Given more accessible non-invasive measuring devices, experimental response can now be observed as high-dimensional and high-frequency time series. Amidst the complex dependence structure in the data analysis, sample size determination and power analysis remain to be the key thematic focus of statistical inference. The issue is confounded with the complexity of time lag structure and phase shift usually observed in a non-uniform but normal process typically present in medical imaging data. To address these issues in case-control studies, responses can be analyzed to obtain evidence of group differences through time series clustering based on dynamic time warping. The warping of multiple time series provides a flexible distance measure robust to time point concurrence. Time series clustering partitions experimental units into groups, enabling the computation of distances to measure effect size through sum of squares of pairwise distances in warped time series.Time series clustering provides an alternative to analysis of variance when experimental responses are high-frequency time series data. Kernel regression is formulated to link sample size, effect size, power of the test, and level of significance accounting for the structure of the data generating process of the time series responses. This provides a strategy for clinicians to optimize the power of the test that can be achieved with a minimal sample size for this experimental setup. Time series clustering method is able to differentiate case and control groups in the simulated data and in the ADHD-200 fMRI dataset. The distance measured between two or more groups of time series can be used to determine sample size for a target power.
有了更易于使用的非侵入性测量设备,现在可以将实验响应观察为高维和高频时间序列。
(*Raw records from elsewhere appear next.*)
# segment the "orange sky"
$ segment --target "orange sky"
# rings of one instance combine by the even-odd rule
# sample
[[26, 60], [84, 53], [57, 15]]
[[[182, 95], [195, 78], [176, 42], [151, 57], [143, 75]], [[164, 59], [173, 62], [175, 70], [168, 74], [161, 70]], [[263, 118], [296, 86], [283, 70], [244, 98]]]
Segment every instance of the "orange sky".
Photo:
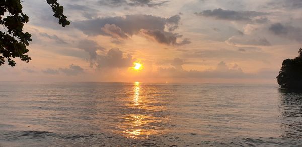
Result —
[[22, 2], [32, 60], [0, 81], [275, 83], [302, 46], [298, 1], [58, 2], [65, 28], [45, 2]]

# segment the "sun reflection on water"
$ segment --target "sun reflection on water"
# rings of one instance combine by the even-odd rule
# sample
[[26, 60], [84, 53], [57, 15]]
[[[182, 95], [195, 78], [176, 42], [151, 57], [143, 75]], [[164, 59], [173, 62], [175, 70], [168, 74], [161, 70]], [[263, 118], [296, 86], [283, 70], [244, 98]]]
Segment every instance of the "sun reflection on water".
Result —
[[[162, 107], [151, 105], [149, 104], [155, 102], [150, 101], [150, 98], [144, 95], [148, 93], [155, 92], [156, 90], [144, 87], [139, 82], [135, 82], [132, 86], [133, 93], [129, 103], [125, 104], [131, 111], [130, 114], [123, 117], [124, 121], [120, 126], [123, 129], [122, 135], [134, 139], [145, 139], [150, 135], [158, 134], [162, 130], [154, 124], [161, 122], [164, 119], [154, 116], [154, 113]], [[149, 113], [147, 113], [149, 112]]]

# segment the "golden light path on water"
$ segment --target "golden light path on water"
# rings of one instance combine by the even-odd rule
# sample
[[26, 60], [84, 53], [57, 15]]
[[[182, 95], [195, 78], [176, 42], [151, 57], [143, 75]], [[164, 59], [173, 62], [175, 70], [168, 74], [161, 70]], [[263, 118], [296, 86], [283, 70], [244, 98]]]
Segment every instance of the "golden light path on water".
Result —
[[[134, 96], [133, 99], [132, 100], [132, 102], [134, 104], [133, 107], [135, 109], [141, 109], [140, 107], [140, 103], [142, 102], [142, 100], [140, 99], [140, 87], [139, 86], [139, 82], [135, 82], [134, 84]], [[143, 115], [135, 115], [133, 114], [131, 116], [132, 119], [132, 124], [131, 124], [131, 126], [133, 127], [133, 129], [127, 130], [126, 133], [128, 134], [127, 137], [130, 137], [131, 138], [136, 138], [137, 136], [140, 135], [141, 133], [142, 129], [137, 129], [137, 127], [139, 126], [141, 126], [142, 125], [142, 123], [143, 123], [143, 119], [144, 117]], [[136, 128], [136, 129], [135, 129]]]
在数据分析中复杂的依赖结构中,样本量确定和功效分析仍然是统计推断的关键主题重点。这个问题因时间滞后结构和相移的复杂性而变得更加复杂,这些通常在医学成像数据中典型的非均匀但正常的过程中观察到。为了解决病例对照研究中的这些问题,可以通过基于动态时间规整的时间序列聚类来分析响应,以获得组间差异的证据。多个时间序列的规整提供了一种灵活的距离度量,对时间点的同时出现具有鲁棒性。时间序列聚类将实验单元划分为不同的组,通过规整时间序列中两两距离的平方和来计算距离,从而能够度量效应大小。当实验响应是高频时间序列数据时,时间序列聚类为方差分析提供了一种替代方法。核回归的制定是为了将样本量、效应大小、检验功效和显著性水平联系起来,同时考虑时间序列响应的数据生成过程的结构。这为临床医生提供了一种策略,以优化在此实验设置下以最小样本量可实现的检验功效。时间序列聚类方法能够在模拟数据和注意力缺陷多动障碍200功能磁共振成像数据集(ADHD-200 fMRI dataset)中区分病例组和对照组。两组或多组时间序列之间测量的距离可用于确定目标功效所需的样本量。